Background information
- Also known as: "The Original" Bessie Brown; Sadie Green, Caroline Lee, and possibly Helen Richards
- Born: March 2, 1890 Marysville, Ohio, U.S.
- Died: November 12, 1955 (aged 65) Cleveland, Ohio, United States
- Genres: Jazz, classic female blues
- Occupation: Singer
- Instrument: Vocals
- Years active: 1920s and 1930s
- Labels: Pathé (1920s) Document (1990s compilation)

= Bessie Brown =

American singer

Bessie Brown (March 2, 1890 – November 12, 1955) also known as "The Original" Bessie Brown, was an American classic female blues, jazz, and cabaret singer. She sometimes recorded under the pseudonyms Sadie Green, Caroline Lee, and possibly Helen Richards. Brown was active as a recording artist from 1925 to 1929.

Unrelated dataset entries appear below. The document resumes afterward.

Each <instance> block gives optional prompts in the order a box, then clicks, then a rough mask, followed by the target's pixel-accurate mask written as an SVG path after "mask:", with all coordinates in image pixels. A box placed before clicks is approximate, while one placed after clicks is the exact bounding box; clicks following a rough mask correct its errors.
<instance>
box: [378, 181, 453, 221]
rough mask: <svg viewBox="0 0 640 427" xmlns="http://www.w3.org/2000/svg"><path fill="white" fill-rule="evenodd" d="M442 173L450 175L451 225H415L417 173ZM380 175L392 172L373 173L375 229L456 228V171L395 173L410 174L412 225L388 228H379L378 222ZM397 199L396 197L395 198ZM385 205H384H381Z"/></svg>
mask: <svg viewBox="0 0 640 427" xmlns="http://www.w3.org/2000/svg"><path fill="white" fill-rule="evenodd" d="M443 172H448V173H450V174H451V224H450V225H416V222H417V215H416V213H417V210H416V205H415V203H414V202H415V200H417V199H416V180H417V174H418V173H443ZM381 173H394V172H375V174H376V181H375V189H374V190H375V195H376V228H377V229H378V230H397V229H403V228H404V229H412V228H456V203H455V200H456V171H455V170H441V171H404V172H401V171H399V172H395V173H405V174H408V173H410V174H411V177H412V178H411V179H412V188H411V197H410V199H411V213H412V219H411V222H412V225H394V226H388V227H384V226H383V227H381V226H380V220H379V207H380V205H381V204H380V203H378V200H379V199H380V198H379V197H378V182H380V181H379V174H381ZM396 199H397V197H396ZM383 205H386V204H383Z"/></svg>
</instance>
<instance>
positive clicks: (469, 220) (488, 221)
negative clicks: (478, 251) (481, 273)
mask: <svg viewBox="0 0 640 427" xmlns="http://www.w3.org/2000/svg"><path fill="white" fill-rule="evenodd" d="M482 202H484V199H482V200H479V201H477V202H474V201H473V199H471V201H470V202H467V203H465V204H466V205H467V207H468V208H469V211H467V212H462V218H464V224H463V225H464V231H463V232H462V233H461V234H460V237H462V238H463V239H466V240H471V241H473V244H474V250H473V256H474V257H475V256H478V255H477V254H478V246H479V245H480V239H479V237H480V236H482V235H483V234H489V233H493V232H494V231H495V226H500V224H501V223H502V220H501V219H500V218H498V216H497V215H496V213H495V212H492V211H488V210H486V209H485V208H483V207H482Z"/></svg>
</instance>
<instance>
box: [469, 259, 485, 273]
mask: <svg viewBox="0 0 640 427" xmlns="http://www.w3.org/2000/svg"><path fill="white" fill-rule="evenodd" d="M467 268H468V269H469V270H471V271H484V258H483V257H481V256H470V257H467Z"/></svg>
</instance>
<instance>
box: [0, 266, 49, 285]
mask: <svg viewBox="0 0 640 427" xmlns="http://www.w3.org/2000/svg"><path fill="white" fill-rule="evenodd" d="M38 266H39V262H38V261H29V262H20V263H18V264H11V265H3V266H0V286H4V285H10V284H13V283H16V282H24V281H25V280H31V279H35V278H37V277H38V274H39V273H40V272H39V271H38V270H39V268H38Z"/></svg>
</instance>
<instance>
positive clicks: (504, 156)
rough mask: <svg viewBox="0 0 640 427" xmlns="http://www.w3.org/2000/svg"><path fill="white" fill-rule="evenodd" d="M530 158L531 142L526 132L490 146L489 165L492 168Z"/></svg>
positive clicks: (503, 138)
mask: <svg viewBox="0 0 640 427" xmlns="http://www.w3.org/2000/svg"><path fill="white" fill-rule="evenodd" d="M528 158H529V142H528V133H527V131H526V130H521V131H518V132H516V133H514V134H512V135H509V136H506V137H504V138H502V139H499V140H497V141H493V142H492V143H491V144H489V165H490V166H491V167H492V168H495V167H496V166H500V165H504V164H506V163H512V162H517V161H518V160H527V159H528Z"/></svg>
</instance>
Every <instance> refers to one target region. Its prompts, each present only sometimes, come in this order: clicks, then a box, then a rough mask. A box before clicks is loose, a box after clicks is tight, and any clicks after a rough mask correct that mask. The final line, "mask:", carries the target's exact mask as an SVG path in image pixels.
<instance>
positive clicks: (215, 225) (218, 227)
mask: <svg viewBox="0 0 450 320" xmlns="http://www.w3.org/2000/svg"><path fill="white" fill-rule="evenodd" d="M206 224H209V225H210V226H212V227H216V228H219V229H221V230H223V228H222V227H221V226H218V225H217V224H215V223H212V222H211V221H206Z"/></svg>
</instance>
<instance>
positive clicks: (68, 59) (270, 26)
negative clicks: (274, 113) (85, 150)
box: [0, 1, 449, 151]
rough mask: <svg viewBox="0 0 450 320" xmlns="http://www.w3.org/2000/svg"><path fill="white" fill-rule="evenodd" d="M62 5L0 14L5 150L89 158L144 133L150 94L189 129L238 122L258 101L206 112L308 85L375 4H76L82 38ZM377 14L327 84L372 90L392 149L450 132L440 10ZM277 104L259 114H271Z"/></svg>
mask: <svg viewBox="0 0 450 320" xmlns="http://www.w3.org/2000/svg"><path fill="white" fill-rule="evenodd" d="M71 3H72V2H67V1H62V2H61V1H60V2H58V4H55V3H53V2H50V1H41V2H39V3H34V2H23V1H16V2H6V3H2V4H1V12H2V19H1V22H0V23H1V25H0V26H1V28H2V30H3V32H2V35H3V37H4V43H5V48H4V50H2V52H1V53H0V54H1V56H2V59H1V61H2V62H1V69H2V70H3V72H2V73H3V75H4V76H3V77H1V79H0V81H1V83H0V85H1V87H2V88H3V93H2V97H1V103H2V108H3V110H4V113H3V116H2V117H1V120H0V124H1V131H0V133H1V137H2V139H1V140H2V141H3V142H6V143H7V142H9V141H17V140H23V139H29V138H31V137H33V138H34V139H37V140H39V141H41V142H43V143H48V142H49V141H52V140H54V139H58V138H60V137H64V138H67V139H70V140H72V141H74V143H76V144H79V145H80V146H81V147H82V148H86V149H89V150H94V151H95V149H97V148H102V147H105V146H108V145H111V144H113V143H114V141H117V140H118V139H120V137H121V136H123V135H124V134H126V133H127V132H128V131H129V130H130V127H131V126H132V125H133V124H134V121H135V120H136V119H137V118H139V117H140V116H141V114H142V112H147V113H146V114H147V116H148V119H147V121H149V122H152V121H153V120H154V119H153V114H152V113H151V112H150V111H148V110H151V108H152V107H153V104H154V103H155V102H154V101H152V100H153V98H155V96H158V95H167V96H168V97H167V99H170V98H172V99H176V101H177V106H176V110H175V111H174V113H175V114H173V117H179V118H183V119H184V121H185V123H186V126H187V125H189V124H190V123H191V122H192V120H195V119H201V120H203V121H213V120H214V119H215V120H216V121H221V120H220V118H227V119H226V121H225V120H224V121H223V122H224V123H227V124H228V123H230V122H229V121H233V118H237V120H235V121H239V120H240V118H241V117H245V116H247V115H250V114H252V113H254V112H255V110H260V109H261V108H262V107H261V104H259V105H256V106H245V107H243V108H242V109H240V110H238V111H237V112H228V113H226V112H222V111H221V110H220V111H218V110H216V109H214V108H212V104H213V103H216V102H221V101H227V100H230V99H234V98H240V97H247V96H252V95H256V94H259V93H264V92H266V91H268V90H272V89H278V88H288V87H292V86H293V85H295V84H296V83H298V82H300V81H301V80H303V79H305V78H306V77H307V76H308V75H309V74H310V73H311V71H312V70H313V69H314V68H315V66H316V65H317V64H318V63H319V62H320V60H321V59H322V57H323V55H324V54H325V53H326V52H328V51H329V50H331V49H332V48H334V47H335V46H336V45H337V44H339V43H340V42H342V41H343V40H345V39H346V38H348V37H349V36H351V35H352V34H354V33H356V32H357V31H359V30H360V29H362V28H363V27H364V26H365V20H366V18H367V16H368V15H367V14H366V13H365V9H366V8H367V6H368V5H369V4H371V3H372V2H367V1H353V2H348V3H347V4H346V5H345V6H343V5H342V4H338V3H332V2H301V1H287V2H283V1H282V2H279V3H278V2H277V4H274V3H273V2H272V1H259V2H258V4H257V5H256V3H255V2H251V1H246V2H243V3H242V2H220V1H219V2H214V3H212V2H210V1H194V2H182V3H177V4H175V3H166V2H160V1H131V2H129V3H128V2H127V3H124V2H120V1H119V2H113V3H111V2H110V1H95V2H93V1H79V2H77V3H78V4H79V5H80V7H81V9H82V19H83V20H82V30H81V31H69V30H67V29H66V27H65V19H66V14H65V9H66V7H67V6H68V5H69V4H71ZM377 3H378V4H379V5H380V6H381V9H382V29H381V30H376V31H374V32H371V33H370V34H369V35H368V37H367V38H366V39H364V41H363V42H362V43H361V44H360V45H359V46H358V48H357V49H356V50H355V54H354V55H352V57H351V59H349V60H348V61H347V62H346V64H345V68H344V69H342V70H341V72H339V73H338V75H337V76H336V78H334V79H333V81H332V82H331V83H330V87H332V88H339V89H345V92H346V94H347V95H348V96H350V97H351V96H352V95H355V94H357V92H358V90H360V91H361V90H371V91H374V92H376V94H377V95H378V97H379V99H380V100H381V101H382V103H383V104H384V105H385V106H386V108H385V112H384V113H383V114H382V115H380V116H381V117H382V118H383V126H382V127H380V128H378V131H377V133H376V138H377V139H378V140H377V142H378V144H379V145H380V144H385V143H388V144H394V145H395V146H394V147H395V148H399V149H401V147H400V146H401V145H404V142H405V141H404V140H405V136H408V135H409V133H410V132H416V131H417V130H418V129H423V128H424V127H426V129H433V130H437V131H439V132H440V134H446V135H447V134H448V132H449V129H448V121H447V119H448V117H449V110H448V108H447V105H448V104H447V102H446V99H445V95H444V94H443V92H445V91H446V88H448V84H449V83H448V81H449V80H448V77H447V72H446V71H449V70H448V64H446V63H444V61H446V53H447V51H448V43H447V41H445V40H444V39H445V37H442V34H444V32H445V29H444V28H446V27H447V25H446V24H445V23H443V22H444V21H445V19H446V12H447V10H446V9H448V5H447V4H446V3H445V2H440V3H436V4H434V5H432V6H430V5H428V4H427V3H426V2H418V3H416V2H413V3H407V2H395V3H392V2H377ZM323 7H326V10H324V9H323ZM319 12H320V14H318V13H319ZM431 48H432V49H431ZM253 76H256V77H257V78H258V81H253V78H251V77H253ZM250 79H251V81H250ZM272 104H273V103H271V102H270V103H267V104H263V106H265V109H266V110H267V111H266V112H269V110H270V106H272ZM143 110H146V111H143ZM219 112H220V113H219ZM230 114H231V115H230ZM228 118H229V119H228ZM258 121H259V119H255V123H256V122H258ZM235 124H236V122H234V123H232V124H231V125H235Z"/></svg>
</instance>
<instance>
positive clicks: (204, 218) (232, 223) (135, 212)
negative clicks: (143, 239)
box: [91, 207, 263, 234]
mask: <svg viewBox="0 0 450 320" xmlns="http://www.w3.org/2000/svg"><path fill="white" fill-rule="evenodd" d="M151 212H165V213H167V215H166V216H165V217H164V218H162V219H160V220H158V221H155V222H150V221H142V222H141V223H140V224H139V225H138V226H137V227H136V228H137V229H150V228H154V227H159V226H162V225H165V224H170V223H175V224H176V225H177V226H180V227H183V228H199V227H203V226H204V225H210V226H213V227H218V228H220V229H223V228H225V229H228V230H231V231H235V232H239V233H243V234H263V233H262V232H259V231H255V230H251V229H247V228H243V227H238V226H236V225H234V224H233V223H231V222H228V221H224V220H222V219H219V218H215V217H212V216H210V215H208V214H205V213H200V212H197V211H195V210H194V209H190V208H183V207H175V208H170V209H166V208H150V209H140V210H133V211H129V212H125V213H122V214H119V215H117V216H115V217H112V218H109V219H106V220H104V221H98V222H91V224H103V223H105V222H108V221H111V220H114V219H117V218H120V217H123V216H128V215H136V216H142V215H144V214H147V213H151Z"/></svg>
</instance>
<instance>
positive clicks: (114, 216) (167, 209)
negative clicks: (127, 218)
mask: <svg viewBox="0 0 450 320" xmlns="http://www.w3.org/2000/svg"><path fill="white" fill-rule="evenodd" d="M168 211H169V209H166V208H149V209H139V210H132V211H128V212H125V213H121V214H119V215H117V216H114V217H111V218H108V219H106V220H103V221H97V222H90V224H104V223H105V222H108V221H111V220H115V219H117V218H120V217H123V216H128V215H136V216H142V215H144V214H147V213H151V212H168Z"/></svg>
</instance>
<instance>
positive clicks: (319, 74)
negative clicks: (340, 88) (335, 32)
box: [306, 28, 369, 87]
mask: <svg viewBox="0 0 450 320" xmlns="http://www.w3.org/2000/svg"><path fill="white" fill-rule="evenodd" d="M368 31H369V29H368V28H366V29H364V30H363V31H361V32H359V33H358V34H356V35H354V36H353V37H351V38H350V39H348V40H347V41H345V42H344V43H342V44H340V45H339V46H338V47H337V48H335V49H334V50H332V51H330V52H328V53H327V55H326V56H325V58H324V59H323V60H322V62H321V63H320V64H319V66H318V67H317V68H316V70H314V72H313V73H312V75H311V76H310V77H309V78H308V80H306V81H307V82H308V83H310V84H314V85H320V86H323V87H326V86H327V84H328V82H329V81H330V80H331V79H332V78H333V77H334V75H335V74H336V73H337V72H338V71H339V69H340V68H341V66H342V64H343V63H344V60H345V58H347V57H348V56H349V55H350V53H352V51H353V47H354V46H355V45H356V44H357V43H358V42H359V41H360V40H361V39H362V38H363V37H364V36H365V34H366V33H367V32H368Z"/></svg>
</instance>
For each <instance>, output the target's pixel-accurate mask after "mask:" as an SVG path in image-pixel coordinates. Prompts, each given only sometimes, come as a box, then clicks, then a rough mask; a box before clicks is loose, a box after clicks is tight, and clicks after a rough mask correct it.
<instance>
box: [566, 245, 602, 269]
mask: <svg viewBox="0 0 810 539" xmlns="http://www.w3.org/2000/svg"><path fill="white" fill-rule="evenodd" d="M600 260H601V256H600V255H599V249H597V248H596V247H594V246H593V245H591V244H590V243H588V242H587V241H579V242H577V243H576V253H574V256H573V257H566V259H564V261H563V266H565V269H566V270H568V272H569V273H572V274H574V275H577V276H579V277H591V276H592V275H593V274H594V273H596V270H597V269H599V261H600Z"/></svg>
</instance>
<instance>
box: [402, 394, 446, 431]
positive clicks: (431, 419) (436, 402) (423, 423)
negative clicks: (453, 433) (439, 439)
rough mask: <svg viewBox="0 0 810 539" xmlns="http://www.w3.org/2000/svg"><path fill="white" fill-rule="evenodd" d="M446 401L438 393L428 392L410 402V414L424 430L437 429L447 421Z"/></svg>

She should not be confused (although often is in biographies and discographies) with the Bessie Brown who recorded vaudeville and blues-styled duets with George W. Williams, over a similar timespan.

==Life and career==
Brown was born in Marysville, Ohio. She recorded between November 10, 1925, and April 1, 1929. In her concurrent vaudeville career, she sometimes performed as a male impersonator. She also appeared in revues, including Moonshine Revue, The Whirl of Joy and Dark-Town Frolics, and on the stage as a cabaret performer, primarily on the East Coast. On her recordings she sang in a deepened tone, without any notable African-American dialect. Thus, to more than one commentator, her style was similar to that of Sophie Tucker.

On her recordings Brown was backed by some of the best Harlem-based musicians of the time, including Thomas Morris and Rex Stewart (cornet); Charlie Irvis and Charlie Green (trombone); Coleman Hawkins and Buster Bailey (saxophone); Buddy Christian and Clarence Holiday (banjo); and Porter Grainger, Clarence Williams and Fletcher Henderson (piano).

She left the music industry in 1932 and married Clarence Shaw in the early 1930s. She had one child, Helen Smith Mcreynolds, from her first marriage. Brown died of a heart attack, aged 65, in 1955.

The bulk of her known recorded work was issued as a compilation album, Complete Recorded Works (1925–29), by Document Records in 1996. The album also includes four October 1929 recordings by the unrelated comedian Eliza "Liza" Brown.